So he lifted a hand, suddenly light and free, and ran his fingers through dark, silky hair. “I love you, Lois,” he told her.
“I know you do.” Her tremulous smile was so beautiful that he had to close his eyes.
“I wish…” He paused, then, because even in a dream, it wasn’t safe to admit too much, wasn’t wise to let go of long-held secrets and watch them emerge, frail and fragile and vulnerable, into the cold, harsh world where so much, so little, could destroy them. But the truth was precious and valuable and that lake was beckoning to him, and in the end, wasn’t truth what he was supposed to stand for? So he confessed.

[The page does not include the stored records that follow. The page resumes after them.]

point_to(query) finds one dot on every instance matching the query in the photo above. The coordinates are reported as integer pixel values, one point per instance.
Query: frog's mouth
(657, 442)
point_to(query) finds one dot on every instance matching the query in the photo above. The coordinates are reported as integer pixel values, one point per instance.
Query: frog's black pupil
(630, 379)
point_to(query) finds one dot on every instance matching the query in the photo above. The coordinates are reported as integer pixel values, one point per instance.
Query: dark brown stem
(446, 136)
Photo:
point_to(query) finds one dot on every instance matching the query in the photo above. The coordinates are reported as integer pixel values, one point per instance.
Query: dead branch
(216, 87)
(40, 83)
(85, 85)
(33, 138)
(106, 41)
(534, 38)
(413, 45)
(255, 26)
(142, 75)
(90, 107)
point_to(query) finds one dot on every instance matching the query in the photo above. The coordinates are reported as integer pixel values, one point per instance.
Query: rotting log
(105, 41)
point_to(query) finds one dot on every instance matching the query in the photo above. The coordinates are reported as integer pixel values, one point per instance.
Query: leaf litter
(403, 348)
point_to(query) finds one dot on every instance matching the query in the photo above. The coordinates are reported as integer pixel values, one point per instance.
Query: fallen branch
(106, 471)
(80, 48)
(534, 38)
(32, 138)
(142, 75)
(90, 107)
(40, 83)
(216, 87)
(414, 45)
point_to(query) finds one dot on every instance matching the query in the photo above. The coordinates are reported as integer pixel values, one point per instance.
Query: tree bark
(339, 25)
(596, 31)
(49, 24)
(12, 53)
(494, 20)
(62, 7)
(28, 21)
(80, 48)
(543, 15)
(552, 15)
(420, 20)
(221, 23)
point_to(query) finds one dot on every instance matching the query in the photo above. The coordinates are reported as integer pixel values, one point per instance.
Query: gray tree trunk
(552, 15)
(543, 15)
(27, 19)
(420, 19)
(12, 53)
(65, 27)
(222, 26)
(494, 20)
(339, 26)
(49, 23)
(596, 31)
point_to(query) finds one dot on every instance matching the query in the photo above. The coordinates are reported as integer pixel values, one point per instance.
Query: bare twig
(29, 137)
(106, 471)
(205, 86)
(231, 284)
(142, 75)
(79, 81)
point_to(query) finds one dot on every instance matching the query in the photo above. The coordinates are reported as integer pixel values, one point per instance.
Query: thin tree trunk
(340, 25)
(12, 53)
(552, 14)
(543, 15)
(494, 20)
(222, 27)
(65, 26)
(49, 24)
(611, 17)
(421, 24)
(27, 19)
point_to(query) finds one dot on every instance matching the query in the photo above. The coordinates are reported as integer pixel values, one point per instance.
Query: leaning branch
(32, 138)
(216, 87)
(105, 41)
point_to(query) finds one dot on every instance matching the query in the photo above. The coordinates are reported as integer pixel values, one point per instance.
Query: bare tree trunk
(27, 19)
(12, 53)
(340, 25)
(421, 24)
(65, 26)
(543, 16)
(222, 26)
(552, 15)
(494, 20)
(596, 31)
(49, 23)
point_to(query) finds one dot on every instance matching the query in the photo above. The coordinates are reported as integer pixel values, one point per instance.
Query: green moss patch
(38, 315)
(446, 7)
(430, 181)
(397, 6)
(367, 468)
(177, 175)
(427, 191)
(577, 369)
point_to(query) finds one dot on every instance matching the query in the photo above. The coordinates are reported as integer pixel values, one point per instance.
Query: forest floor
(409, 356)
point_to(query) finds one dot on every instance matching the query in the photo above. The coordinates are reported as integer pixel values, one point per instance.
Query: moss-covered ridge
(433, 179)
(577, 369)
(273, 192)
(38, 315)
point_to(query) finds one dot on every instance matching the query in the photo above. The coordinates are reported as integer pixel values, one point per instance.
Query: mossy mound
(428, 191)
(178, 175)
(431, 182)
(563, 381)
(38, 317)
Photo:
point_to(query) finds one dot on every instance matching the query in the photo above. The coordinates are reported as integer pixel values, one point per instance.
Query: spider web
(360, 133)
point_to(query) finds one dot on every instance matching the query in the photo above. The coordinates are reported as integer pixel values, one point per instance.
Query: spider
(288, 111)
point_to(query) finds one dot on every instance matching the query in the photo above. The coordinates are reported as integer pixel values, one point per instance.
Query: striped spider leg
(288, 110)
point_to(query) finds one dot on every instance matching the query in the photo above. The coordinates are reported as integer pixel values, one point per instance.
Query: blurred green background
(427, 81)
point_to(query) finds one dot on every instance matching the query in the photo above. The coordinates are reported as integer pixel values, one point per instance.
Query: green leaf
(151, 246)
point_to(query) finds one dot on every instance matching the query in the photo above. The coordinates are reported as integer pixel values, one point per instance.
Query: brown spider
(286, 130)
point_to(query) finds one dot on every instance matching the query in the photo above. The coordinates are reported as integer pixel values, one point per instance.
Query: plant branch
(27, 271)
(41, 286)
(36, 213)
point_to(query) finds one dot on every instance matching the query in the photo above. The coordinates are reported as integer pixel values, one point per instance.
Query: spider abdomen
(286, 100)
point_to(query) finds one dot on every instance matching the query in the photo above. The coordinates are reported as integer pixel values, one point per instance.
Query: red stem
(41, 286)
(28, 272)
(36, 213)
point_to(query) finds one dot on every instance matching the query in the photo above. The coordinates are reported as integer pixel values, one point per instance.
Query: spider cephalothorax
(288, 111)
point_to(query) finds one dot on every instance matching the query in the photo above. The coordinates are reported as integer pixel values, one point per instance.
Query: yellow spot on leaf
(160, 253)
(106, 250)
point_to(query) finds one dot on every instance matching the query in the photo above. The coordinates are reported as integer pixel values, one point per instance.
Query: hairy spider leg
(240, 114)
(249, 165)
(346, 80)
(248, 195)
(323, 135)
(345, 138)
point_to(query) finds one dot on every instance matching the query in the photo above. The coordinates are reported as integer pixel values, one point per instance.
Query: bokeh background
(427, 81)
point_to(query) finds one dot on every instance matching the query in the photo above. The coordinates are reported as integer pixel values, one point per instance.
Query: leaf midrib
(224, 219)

“I wish I was someone you could love.”
“You are,” she replied, and that was such a fitting end—or perhaps beginning--to this dream, that he smiled and willingly gave himself over to it.
***
Great swathes of gold and carnelian and topaz lights fell like curtains over his eyes, heavy bundles of light and warmth that touched his flesh as if composed of alien elements, so foreign that he stirred and shook himself. When he opened his eyes, he had to pause and try to remember exactly what had happened to leave him lying on the floor with his head pillowed on Lois’s lap because this certainly wasn’t something he’d ever woken to before.
She was sleeping, her head leaning against the couch cushions behind her, and her hand was a solid point of warmth on his neck, so real and present that Clark had a hard time convincing himself he was actually awake and alive. The pain that had gaped wide and swallowed him whole was still nibbling away at him, holding him still and compliant and aching in its razor-toothed grip. And yet, for all that there were coals banked somewhere inside him, buried beneath the ash and soot of unfamiliarity and exhaustion and the strangeness of *normality*, all he could focus on was Lois’s hand on his skin, her legs beneath his head…the fact that she was there at all, still with him, still touching him even though he was just another Claude to her.

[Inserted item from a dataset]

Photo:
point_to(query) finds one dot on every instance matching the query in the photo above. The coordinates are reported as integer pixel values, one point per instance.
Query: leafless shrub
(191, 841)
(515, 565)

Clark. Claude. Too many similarities, but he had almost forgotten--almost wished he *had* forgotten--that she thought him worse than Claude.
She equated him with Luthor.
But those were bleak thoughts, too dark and dismal to contemplate while she was holding him so safe and protected and cherished. So he brushed them aside, anchored himself to the dull ache flaring up within him because that at least reminded him of where he was. With a hand that felt heavier than Nightfall, with fingers that shook more than the most cowardly of criminals confronted by Superman, he reached up and drew a careful finger down Lois’s cheek, a touch so light it was barely there. A touch just enough to convince himself that this had to be real. And yet…
“I’m dreaming,” he said aloud. It was always best to test out theories. The scientific process--submit theories to tests in order to advance them. He’d touched her and she hadn’t disappeared. Now he spoke, and though she stirred and woke to look at him with eyes that were dark and luminous, she also smiled at him, which meant he still couldn’t be sure whether he was actually awake or not. No dream of his had ever included the voracious pain threatening to eat him alive from the inside out, but they all included Lois looking at him with *that* look in her eyes.
“*Am* I dreaming?” he asked her, finally breaking down. Because if this was a dream, he might as well give himself fully over to it and enjoy it--might as well sit up and take her into his arms and kiss her the way he had under the guise of newlyweds in the Lexor honeymoon suite. But if it wasn’t a dream…well, no need to embarrass himself more than he already had in the past couple of days.
“No,” she said, and wasn’t it just like her to crush his dream with a smile on her face? But she looked so happy that he couldn’t help but forgive her for everything. “You’re awake, finally!”
“I’m awake?” In that case, he thought regretfully, he couldn’t impose on her. With a slight grimace when his stomach muscles protested the action, he sat up as quickly as he was able, separating himself from her. He felt an almost tangible connection torn between them, as if their physical touch had been the last link that bound them together, and now that it was gone, there was nothing but distance and names to stand between them.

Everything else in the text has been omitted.